Votre revue s'intéresse aux « marginaux » et aux « gens ordinaires ». N'est-ce pas contradictoire ?

Pour éviter tout malentendu, posons d’emblée que nous n’entendons pas par « marginaux » les gens que la misère force à vivre en marge de la société, mais ceux qui refusent par choix les conventions de cette société (ce qui peut les conduire à vivre dans la misère, par ailleurs). Peut-être le terme d’excentriques serait-il d’ailleurs plus adapté.

Effectivement, on pourrait dire qu’à une époque où tout le monde ou presque se veut original et rebelle, vanter la force subversive des marginaux, c’est risquer de s’inscrire dans l’air du temps, qui est finalement celui du néolibéralisme, avec son éloge permanent de la différence, qui n’est que le masque d’un individualisme égocentré. C’est pour cela que nous sommes attachés à l’idée de gens ordinaires : une bonne part des acteurs de l’histoire qui nous intéressent – ouvriers, paysans, esclaves, etc. – ne prétendaient pas être au-dessus des autres.

D’un autre côté, il faut bien voir que les marginaux d’hier, qui nous intéressent aussi, ne sont pas ceux d’aujourd’hui. D’ailleurs, on pourrait ironiser : à voir les productions actuelles des industries du divertissement, avec leur fascination pour le pseudo-rebelle, le bizarre et le scabreux, on a parfois l’impression que les gens ordinaires sont devenus des marginaux !

Pourquoi choisir de rendre hommage dans votre revue à Kronstadt plutôt qu'à la Commune, comme nombre d'autres publications de gauche radicale ?
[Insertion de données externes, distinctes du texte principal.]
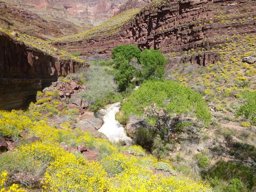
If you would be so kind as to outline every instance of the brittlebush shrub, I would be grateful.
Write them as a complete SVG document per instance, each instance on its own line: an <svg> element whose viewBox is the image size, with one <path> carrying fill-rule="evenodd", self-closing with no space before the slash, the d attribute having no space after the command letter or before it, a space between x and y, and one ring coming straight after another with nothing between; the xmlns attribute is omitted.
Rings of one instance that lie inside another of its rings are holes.
<svg viewBox="0 0 256 192"><path fill-rule="evenodd" d="M246 91L243 94L244 103L237 111L237 114L244 117L252 125L256 125L256 91Z"/></svg>
<svg viewBox="0 0 256 192"><path fill-rule="evenodd" d="M0 111L0 136L17 139L25 129L29 129L31 121L16 110Z"/></svg>
<svg viewBox="0 0 256 192"><path fill-rule="evenodd" d="M0 172L0 191L1 192L27 192L27 191L20 188L17 184L12 184L10 187L5 186L5 182L7 181L9 173L5 171Z"/></svg>

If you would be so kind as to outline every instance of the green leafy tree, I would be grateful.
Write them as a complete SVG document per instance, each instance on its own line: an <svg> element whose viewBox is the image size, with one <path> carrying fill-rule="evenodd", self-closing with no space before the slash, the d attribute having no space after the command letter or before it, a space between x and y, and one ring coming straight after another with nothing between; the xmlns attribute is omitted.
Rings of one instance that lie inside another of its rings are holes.
<svg viewBox="0 0 256 192"><path fill-rule="evenodd" d="M133 58L139 59L140 52L140 49L135 45L119 45L115 47L112 51L112 59L115 59L121 55L130 61Z"/></svg>
<svg viewBox="0 0 256 192"><path fill-rule="evenodd" d="M142 80L161 78L164 74L167 60L158 50L146 49L140 53Z"/></svg>
<svg viewBox="0 0 256 192"><path fill-rule="evenodd" d="M123 91L131 83L134 68L129 64L128 60L122 55L117 55L114 61L114 68L117 69L114 79L117 82L118 90Z"/></svg>
<svg viewBox="0 0 256 192"><path fill-rule="evenodd" d="M256 91L244 93L245 103L237 111L237 114L244 116L253 125L256 125Z"/></svg>
<svg viewBox="0 0 256 192"><path fill-rule="evenodd" d="M145 82L122 103L122 109L127 115L146 115L146 121L164 141L181 130L177 126L180 116L190 113L205 123L211 119L209 109L201 94L170 81Z"/></svg>

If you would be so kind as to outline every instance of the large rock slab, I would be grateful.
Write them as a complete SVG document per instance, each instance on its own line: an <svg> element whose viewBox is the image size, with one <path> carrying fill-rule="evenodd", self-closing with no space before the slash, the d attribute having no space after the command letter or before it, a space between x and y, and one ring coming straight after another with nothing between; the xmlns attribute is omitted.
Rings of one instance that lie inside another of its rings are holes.
<svg viewBox="0 0 256 192"><path fill-rule="evenodd" d="M85 113L79 117L75 126L82 131L91 133L95 137L108 139L103 133L97 131L101 127L102 124L102 119L95 117L93 113Z"/></svg>

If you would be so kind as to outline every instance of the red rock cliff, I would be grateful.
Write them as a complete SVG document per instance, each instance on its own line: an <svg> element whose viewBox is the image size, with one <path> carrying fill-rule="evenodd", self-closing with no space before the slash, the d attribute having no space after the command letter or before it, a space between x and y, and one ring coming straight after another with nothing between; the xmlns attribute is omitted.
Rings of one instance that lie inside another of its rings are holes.
<svg viewBox="0 0 256 192"><path fill-rule="evenodd" d="M142 50L154 48L164 53L210 50L228 41L218 40L217 36L256 33L255 10L255 0L169 0L143 9L117 33L55 45L87 57L109 55L121 44L136 44ZM207 61L204 58L211 58L208 61L212 62L215 56L194 58L204 65Z"/></svg>
<svg viewBox="0 0 256 192"><path fill-rule="evenodd" d="M0 109L22 107L37 91L82 65L54 58L0 31Z"/></svg>

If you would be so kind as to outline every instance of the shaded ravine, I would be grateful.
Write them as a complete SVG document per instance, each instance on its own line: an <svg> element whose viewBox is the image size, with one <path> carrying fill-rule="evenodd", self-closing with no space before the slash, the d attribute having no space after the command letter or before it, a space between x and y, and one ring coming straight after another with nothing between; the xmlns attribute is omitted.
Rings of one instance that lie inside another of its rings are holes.
<svg viewBox="0 0 256 192"><path fill-rule="evenodd" d="M110 141L123 141L127 145L132 142L132 139L127 136L124 127L115 118L120 107L120 102L117 102L108 105L100 110L100 113L103 115L104 123L98 131L104 133Z"/></svg>

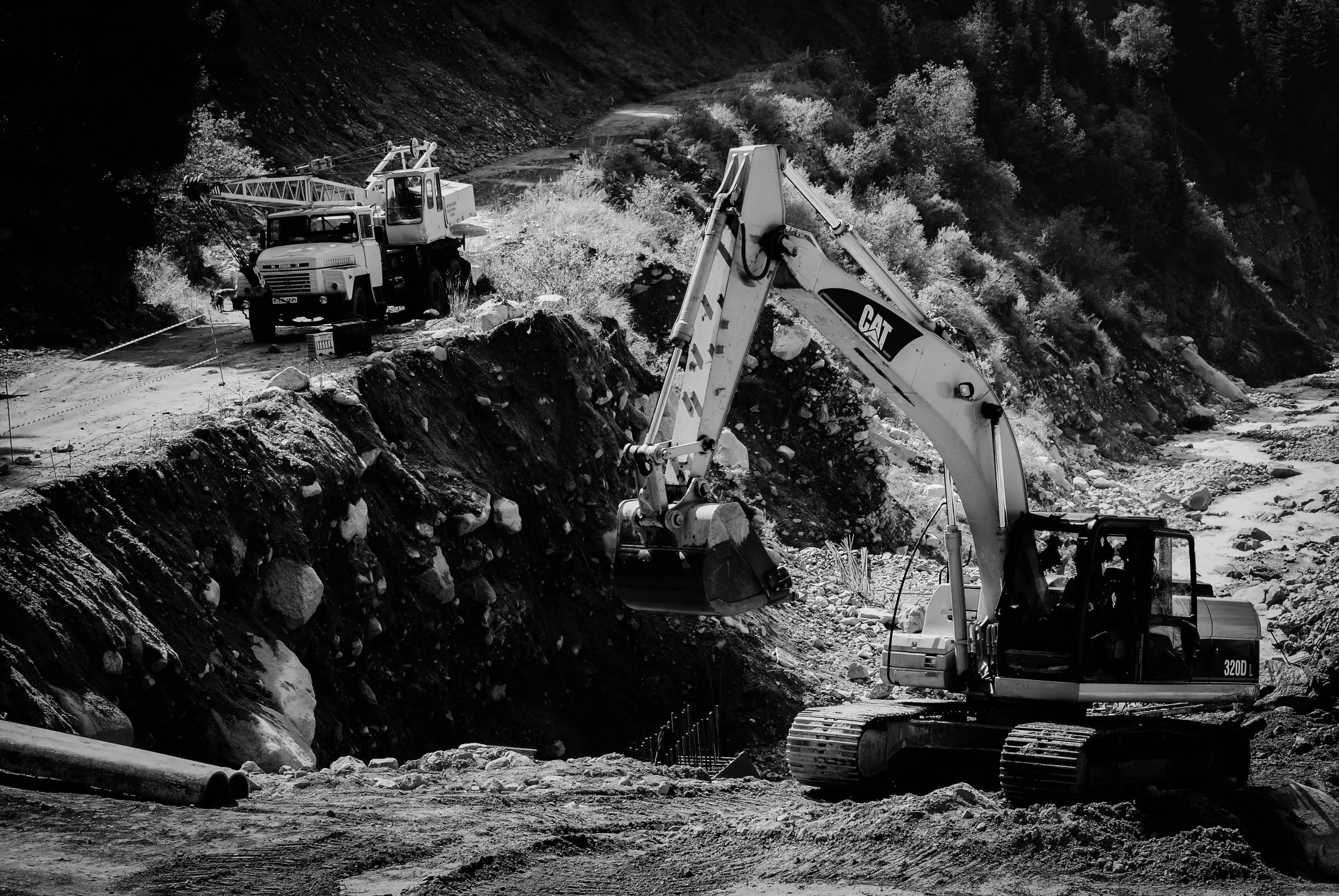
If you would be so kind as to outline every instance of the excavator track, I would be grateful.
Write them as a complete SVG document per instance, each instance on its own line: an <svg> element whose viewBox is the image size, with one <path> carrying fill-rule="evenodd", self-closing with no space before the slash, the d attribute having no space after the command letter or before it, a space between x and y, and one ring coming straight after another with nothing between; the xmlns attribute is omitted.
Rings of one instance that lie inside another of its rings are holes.
<svg viewBox="0 0 1339 896"><path fill-rule="evenodd" d="M1000 786L1015 802L1065 802L1078 798L1085 764L1083 745L1097 734L1085 725L1031 722L1004 738Z"/></svg>
<svg viewBox="0 0 1339 896"><path fill-rule="evenodd" d="M860 738L869 725L923 711L921 706L892 701L806 709L786 736L790 777L810 786L856 786L866 778L860 770Z"/></svg>
<svg viewBox="0 0 1339 896"><path fill-rule="evenodd" d="M1249 765L1247 738L1220 725L1137 717L1028 722L1004 738L1000 786L1015 802L1075 802L1150 784L1244 784Z"/></svg>

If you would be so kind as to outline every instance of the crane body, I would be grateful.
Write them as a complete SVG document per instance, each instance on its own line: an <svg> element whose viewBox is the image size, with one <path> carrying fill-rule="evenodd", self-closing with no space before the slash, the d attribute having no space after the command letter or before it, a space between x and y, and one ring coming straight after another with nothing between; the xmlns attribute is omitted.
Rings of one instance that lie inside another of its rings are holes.
<svg viewBox="0 0 1339 896"><path fill-rule="evenodd" d="M274 338L277 324L372 320L391 305L450 310L449 290L466 288L462 221L474 187L442 178L435 143L387 144L362 186L316 177L313 159L288 175L190 182L209 202L266 210L258 255L236 253L252 334Z"/></svg>
<svg viewBox="0 0 1339 896"><path fill-rule="evenodd" d="M785 223L782 182L818 211L874 292ZM791 596L735 501L704 485L744 356L775 289L920 427L944 464L948 583L923 631L889 633L880 675L952 699L810 709L791 774L856 786L925 764L998 768L1019 798L1085 798L1139 784L1244 781L1236 732L1097 717L1093 703L1233 702L1257 694L1259 619L1198 583L1194 540L1161 518L1036 514L1003 403L972 361L834 215L775 146L731 151L704 227L651 425L625 456L615 584L636 610L738 615ZM882 293L882 294L880 294ZM682 365L682 370L680 370ZM668 441L655 441L674 413ZM963 532L979 584L963 576Z"/></svg>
L’année 2021, anniversaire des 150 ans de la Commune de Paris, a vu déferler sur les étals des libraires une énorme quantité de publications sur cet événement. Comme toutes les tendances éditoriales, cette masse de livres occulte le souvenir d’autres événements historiques liés au mouvement ouvrier. La révolte de Kronstadt en 1921 en fait partie, et il nous semblait intéressant de sortir du cadre franco-français pour aller à l’Est, et rappeler une autre histoire, une « contre-histoire » de la Révolution russe. Les marins, les soldats et les ouvriers de Kronstadt, qui réclamaient la démocratie des assemblées populaires contre la dictature du Parti communiste, ont été écrasés militairement par l’Armée rouge, sur ordre de Trotski lui-même. Le stalinisme était déjà là, en germe.

C’était d’autant plus important d’en parler que l’on constate aujourd’hui la résurgence d’un certain état d’esprit de type stalinien dans la vie intellectuelle, caractérisé par la volonté de faire taire toute voix dissonante sur certains sujets de société, de passer sous silence tout ce qui pourrait aller à l’encontre de ce que certains estiment être le sens de l’histoire. À l’époque de Kronstadt, la moindre critique du gouvernement bolchevique était considérée comme contre-révolutionnaire et devait donc être éliminée.

Aujourd’hui, fort heureusement, nous n’en sommes plus au même niveau de violence. La calomnie a remplacé les fusils, l’élimination n’est plus physique mais symbolique : quiconque se permet de critiquer tel ou tel dogme se voit taxer de réactionnaire et d’autres noms d’oiseaux se terminant en « phobe ». Avec pour conséquence la réduction du débat public à une logique de camp, binaire et grossière. C’est pour cela que nous tenions à inaugurer notre rubrique « Contre le totalitarisme, pour le socialisme » par ce beau texte publié en 1921 intitulé « La Vérité sur Kronstadt » de Marie Isidine, une anarchiste russe.